Ytrestøyl presented the study at the Aquaculture Innovation Workshop (AIW) 2017 in November in Vancouver. “Since the presentation at AIW, we have done the final sampling, and the 600-gram fish grew very well during the final two months in the sea from September to end of November. But despite their catch-up growth, they were still smaller than the 100 and 200 grams- transferred fish at slaughter in late November,” she said.
Cost implications are not covered by the project, she said, because it is very dependent on the sea lice situation. “If this is taken into account, it may be more economical to use the larger post-smolt of 600 grams even if it grows a little slower in the seawater phase,” she said.
The larger fish, she explained, can reduce grow-out time in open sea cage by 2.5 months, which saves one to two delousing operations, compared to stocking with 100- and 200-gram fish.
There are also health benefits, she added, because delousing is tough on the fish and leads both to reduced growth and some mortality.
It is a common procedure these days to produce salmon smolt to a bigger size before they are put in seawater for grow-out.
Seawater tolerant salmon
“Some believe that a larger size makes the fish better able to cope with sweater because they have a smaller surface/volume ratio compared to smaller fish. Thus it should be less energy-demanding for them to regulate their ion levels in seawater. In seawater, water has a higher osmolarity than the fish, so ions will diffuse into the fish, which has to spend energy to get rid of ions to keep its osmotic balance,” she said.
The traditional way produces 70- to 100-gram smolts. There has been an increase in smolt size up to 200 to 500 grams because it cuts production time in open sea cages, a procedure seen as critical in avoiding problems with salmon lice and other diseases.

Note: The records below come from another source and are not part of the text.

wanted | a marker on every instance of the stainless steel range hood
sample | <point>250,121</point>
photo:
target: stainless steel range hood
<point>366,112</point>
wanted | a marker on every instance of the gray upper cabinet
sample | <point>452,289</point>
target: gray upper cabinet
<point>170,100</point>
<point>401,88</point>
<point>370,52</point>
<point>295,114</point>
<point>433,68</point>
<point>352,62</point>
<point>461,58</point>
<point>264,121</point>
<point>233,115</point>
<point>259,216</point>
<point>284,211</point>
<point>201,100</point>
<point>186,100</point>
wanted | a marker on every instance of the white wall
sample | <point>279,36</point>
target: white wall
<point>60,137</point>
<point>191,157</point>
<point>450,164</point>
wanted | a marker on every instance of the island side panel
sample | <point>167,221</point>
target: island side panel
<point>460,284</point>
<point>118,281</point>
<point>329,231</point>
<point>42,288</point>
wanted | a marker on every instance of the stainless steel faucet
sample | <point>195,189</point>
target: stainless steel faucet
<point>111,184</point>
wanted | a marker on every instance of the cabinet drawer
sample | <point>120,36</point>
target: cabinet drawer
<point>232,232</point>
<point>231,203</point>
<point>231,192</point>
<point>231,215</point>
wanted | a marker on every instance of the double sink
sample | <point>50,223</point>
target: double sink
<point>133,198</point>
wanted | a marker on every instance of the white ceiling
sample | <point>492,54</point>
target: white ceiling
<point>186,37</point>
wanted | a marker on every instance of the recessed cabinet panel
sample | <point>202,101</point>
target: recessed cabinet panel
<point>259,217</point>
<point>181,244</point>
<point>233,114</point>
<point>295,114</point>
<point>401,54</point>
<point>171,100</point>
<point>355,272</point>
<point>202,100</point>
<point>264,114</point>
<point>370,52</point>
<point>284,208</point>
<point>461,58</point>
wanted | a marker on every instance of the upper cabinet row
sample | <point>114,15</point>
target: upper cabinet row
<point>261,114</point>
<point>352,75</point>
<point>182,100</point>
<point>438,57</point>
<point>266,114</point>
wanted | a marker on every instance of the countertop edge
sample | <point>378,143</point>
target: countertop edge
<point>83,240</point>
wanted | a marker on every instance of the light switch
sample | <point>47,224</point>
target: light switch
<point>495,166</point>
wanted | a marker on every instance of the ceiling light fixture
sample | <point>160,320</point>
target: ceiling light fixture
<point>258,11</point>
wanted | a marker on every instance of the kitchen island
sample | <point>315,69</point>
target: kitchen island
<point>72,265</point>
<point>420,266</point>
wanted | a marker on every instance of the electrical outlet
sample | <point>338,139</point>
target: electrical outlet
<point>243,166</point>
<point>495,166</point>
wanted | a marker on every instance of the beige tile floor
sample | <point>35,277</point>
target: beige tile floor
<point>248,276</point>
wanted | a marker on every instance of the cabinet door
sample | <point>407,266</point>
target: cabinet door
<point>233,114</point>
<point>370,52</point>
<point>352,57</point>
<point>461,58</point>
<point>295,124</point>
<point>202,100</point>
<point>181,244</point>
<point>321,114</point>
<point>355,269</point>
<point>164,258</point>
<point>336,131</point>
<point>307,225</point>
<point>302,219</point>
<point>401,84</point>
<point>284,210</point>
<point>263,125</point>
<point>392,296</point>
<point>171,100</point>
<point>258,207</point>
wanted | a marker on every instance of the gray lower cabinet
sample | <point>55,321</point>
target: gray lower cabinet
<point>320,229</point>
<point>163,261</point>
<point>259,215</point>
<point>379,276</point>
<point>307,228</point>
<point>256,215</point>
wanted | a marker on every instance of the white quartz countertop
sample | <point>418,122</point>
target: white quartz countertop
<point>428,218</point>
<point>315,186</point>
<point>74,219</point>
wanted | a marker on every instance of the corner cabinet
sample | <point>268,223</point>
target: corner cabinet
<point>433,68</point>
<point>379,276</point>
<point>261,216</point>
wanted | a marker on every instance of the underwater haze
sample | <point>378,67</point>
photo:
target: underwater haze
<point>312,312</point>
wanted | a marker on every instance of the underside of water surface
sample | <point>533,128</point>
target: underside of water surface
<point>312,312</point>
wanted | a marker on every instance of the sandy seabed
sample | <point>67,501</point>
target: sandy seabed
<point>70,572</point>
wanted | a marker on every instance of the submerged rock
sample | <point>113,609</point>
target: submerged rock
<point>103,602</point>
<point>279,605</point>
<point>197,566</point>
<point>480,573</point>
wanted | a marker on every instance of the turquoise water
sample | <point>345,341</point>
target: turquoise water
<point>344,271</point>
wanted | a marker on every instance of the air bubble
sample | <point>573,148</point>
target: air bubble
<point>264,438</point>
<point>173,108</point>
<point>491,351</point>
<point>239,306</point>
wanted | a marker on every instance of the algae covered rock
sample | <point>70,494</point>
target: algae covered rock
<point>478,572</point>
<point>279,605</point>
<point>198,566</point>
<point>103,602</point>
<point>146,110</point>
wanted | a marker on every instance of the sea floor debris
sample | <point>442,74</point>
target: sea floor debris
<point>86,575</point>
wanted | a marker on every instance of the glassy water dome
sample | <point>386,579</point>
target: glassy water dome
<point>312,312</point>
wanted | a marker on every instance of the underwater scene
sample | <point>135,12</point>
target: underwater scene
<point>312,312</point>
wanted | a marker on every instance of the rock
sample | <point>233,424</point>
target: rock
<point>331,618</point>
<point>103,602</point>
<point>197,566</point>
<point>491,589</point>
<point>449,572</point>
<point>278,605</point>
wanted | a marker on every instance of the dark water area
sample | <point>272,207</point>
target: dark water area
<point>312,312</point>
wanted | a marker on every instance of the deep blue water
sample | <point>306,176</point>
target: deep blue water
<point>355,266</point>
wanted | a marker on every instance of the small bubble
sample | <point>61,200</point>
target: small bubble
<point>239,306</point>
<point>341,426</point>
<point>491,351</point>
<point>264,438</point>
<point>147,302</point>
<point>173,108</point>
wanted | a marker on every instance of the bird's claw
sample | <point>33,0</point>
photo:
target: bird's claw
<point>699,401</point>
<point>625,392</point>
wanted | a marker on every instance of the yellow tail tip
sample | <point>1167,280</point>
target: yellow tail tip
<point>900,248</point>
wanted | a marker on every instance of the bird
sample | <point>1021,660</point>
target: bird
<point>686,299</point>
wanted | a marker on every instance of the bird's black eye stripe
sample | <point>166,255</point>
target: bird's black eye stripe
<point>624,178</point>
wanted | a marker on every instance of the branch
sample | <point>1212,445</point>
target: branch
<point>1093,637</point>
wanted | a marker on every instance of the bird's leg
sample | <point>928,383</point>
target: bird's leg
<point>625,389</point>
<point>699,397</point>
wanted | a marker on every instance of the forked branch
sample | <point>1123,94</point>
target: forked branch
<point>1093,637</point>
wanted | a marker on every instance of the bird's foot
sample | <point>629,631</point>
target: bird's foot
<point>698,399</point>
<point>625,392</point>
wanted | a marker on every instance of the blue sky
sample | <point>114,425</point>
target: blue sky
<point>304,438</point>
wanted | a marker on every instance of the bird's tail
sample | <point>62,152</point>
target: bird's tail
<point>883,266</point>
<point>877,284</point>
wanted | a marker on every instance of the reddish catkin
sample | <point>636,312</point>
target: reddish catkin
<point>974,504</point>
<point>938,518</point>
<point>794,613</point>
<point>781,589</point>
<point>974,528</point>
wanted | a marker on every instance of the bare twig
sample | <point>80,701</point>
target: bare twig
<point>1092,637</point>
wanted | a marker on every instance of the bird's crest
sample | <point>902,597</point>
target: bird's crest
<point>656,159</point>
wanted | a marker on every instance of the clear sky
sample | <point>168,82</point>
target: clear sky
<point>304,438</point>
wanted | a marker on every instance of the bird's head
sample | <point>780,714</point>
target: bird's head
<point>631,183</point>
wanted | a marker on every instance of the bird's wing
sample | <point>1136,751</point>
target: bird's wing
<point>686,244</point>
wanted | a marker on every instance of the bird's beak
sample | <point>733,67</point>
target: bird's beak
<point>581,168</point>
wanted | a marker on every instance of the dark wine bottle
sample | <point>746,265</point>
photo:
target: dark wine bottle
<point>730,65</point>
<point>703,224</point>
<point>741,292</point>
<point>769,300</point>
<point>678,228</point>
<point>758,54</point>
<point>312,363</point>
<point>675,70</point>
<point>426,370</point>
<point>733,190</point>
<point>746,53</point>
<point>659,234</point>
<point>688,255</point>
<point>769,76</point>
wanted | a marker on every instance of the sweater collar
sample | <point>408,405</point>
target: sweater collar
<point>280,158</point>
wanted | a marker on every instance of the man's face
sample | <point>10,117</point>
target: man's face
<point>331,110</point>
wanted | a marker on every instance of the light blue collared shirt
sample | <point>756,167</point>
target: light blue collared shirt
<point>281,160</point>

“We wanted to test if it was possible to produce a seawater-tolerant salmon without using a winter signal with short day for six weeks, and also how larger fish (600 grams) would perform compared to smaller fish (200 grams) at transfer. We used brackish water at 12 ppt in some treatments in RAS to see if this would improve growth and seawater tolerance and performance after seawater transfer,” she said of the study.
In nature, Atlantic salmon go through a smoltification process to prepare them for life in seawater and this physiological change is induced by the dark winter.
In aquaculture, however, smoltification has been induced by giving the small salmon juveniles, called parr, a period of short days of six weeks with-12 hour light and 12-hour darkness, followed by a minimum period of four weeks with 24-hour daylight.
“This is sufficient to trigger the transformation from a freshwater adapted parr to a seawater adapted smolt,” she said.
“In RAS, growers want to have optimal growth, and be able to feed the fish 24 hour, so they would like to produce a fish that can go to seawater without having a period with 12:12 light/darkness; the salmon is not fed in darkness.”